In her article entitled, "The Victory of the Ascension," Edna Ballard, referring again to her husband's "Ascension," stated:
 
-      "Saint Germain and the Other Ascended Masters said so repeatedly that His Body was not like the bodies of the rest of mankind," and added:... "The proof of the Tremendous Cosmic Power He now wields is the hundreds and thousands of instantaneous answers to the calls of the 'I AM' Students all over the world..." (p. 34, March, 1940, V.)
 
Nevertheless, this man who claimed to have healed thousands and whose body was so different from the bodies of others, ended his life in utter repudiation of his own claims and teachings.

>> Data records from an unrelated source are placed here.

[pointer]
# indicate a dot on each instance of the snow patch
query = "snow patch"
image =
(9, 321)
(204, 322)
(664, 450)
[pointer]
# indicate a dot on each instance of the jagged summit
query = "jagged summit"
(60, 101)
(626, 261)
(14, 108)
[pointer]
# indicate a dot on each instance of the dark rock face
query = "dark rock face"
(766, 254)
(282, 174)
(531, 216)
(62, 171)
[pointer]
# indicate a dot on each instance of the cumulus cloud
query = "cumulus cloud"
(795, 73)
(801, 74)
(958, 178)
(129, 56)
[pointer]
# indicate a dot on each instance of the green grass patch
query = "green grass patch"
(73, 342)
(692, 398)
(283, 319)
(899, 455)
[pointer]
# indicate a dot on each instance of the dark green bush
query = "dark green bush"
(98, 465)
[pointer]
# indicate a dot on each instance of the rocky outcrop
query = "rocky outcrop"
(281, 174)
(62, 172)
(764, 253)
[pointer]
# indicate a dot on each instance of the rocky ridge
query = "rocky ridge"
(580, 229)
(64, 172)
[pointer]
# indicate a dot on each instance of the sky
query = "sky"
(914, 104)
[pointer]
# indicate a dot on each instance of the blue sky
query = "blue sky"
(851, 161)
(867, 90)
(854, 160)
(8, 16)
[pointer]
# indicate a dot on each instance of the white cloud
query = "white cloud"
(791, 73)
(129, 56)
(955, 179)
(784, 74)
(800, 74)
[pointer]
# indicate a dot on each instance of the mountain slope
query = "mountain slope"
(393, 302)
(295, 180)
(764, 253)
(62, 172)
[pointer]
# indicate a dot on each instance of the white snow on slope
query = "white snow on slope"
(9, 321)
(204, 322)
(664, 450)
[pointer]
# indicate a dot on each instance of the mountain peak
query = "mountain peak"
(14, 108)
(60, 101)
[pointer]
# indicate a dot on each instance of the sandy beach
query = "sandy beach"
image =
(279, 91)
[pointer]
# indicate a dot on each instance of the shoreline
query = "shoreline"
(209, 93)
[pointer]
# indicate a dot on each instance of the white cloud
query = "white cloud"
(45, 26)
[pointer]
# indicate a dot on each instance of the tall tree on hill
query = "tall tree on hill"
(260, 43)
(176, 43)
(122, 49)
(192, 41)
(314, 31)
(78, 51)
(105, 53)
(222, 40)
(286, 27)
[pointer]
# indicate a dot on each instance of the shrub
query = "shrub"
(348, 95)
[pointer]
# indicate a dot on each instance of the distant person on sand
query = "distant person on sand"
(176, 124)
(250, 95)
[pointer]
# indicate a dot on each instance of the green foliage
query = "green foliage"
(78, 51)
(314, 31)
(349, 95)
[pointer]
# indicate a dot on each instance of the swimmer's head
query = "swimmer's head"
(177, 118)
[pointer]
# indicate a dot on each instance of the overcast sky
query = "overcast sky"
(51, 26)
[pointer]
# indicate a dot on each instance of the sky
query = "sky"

His last days on earth were spent in agony and disillusionment, causing him to fling away from himself the picture of his own "Saint Germain" which had been handed him in an effort to help him in his misery.
 
These and many other facts, Edna Ballard has sought to keep from her hypnotized students, who do not want to look —or fear to look— at the record in this book.
 
But some day, when the Mountain of Deception becomes too great for them to bear, and the Goddess of Truth —the one "Goddess" they did not dare bring forth— gets a hearing, then the record left by Guy Ballard and his wife, Edna Ballard, will be here for them to read.
 
Guy Godfre Ray King Ballard, self-styled "Accredited Messenger of the Ascended Masters," co-originator of the Mighty I AM cult, and self-proclaimed reincarnated George Washington, first President of the United States — is dead.
 
But his widow, EDNA LOTUS RAY KING BALLARD, beloved "Little Dynamite" of Saint Germain, surviving co-originator of the Mighty I AM, self-styled "Accredited Messenger of the Ascended Masters," and self-proclaimed reincarnated Joan of Arc, sainted Savior of France — still carries on publicly the cult's activities through her radio broadcasts, sale of books, charts, photographs, and other articles of "Ascended-Master" merchandise.
 
Her thousands of credulous followers meet today in secret classes dedicated to "Saving America" —closed now except to those who give unquestioning obedience to unseen "Masters" and their earth-plane "Accredited Messenger"— and with fanatical zeal look forward to the time when George Washington Ballard, their former "Blessed Daddy" but now Mighty "Ascended Master" who "wields tremendous Cosmic Power," will come forth to bring the "NEW GOVERNMENT" into America and fulfill Edna Ballard's oft-repeated prophecy: "An Ascended Master shall sit in the chair at the White House!"
 
And so, dominated by a woman dictator, this strange subversive cult which has deceived and hypnotized so many...broken up homes...brought about divorces...caused insanities...blasphemed Christ...propagated lies...enunciated doctrines of hate...instilled nameless fear...bound thousands to psychic "Masters"...sent death blasts at the President of the United States — still continues in the United States of America, land of "religious" liberty.
 
Strange, incredible, fantastic —pathetic— yet this is the true story of that most extraordinary cult, known as the "Mighty I AM."